Jack looked around, momentarily confused. For a brief second she had thought she was somewhere else, trapped in a subterranean cell, naked, half-starved, and dirty. The flash of confusion passed as quickly as it came. Jack was at work just as she had been all afternoon. She was fully dressed in her work clothes, a long checkered dress and white apron, complete with her mane of blonde hair done up in braided pigtails. Standard issue for all the girls at the Burger Barn. The guys wore blue overalls and checkered flannel workshirts, which from time to time made Jack long for the days when such garb would have been appropriate for her. Of course, her nametag said Nora, not Jack, but she was still Jack on the inside. However, everyone thought she was Nora Volancort and, honestly, Jack herself was sometimes more than a little confused about that.
But if she were Nora she should be rich and influential, right? Why would she be working at the Burger Barn?
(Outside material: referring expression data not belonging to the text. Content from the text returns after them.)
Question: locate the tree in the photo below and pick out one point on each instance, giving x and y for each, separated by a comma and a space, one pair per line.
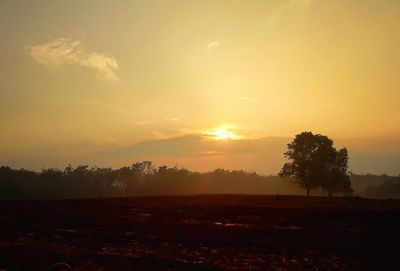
315, 163
337, 179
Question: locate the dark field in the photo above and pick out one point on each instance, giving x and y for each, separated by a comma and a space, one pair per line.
219, 232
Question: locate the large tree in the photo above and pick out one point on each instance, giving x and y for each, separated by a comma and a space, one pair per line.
315, 163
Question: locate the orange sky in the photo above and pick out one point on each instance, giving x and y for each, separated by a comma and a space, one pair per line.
113, 82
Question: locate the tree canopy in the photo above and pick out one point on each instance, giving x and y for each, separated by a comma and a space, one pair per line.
315, 163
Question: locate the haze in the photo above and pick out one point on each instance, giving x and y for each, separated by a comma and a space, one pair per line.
201, 84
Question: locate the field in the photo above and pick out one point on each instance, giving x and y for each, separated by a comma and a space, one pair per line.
204, 232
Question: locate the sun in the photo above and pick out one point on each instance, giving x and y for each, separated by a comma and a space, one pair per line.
223, 133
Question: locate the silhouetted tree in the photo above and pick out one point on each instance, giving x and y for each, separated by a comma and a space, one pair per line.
315, 163
337, 179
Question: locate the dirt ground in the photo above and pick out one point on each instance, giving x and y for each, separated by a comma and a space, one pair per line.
205, 232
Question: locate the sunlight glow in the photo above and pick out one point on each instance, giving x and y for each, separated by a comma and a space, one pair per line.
223, 133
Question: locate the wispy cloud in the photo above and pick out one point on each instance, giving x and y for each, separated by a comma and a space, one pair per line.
63, 51
249, 99
212, 45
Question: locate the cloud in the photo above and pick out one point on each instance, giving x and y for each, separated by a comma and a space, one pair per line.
212, 45
199, 145
62, 51
249, 99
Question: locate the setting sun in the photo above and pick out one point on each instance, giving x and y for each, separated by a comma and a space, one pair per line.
223, 133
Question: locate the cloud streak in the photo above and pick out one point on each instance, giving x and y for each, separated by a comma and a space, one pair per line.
212, 45
62, 51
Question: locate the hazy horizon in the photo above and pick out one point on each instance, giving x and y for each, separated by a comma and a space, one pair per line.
199, 84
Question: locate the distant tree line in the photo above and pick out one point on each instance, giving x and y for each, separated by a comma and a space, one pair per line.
144, 178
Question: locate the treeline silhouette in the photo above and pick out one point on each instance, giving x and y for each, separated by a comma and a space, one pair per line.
144, 178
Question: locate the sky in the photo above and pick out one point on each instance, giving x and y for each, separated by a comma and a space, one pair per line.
200, 84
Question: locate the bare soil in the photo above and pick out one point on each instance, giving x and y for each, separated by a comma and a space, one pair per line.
204, 232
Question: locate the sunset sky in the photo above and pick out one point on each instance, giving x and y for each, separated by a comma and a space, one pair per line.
201, 84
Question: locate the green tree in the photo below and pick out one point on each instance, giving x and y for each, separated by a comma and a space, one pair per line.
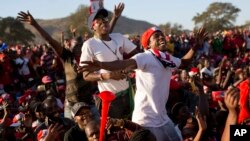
218, 16
13, 31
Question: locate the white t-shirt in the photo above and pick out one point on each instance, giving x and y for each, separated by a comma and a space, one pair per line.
152, 82
95, 49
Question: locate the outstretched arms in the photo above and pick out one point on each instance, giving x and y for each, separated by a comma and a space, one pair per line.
28, 18
124, 65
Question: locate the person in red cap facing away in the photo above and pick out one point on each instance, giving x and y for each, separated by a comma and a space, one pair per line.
153, 71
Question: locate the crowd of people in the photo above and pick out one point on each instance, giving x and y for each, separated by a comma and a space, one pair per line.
167, 87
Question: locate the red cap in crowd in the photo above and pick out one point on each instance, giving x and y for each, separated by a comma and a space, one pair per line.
47, 79
146, 36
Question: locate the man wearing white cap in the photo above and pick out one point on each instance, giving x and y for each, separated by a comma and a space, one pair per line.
153, 72
108, 47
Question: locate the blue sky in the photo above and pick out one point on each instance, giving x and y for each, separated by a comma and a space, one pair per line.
153, 11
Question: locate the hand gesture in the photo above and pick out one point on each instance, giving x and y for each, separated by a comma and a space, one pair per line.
231, 99
113, 122
5, 105
89, 66
72, 29
117, 75
26, 17
118, 10
199, 36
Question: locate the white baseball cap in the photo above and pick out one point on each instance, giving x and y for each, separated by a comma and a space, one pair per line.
93, 15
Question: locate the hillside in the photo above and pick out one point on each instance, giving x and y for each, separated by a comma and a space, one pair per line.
55, 26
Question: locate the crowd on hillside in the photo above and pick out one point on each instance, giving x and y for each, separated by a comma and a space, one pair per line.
206, 96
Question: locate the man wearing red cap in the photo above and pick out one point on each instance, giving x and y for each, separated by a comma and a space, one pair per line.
153, 72
77, 90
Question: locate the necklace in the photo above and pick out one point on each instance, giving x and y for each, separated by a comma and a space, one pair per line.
114, 52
Briefly, she wondered if someone had used the stone. Jack suspected DeMorrell still had it, but she couldn't prove it for sure and anything was possible where the stone was concerned. Really, she was living proof of that now, wasn't she? Not many eighty-nine year old men got a second lease on life as an unwed twenty year old mother-to-be. Besides, Jack had to admit she didn't even know where DeMorrell had set up shop these days. He had covered his tracks well.
The baby kicked, forcing Jack to discreetly conceal a burp by pretending it was a yawn. Peering across the main dining area, she noticed table twenty-seven was getting low on drinks. Collecting the pitchers of water and tea, both sweet and unsweet, the young woman made her way over quick as she could, which wasn't breakneck speed, but still pretty light on her feet for eight and a half months pregnant. After topping off the table's drinks she stopped by tables twenty-nine and thirty, taking an order and asking how everyone was enjoying the food respectively. It was pretty slow tonight. Jack hoped Grosman would let her go home early.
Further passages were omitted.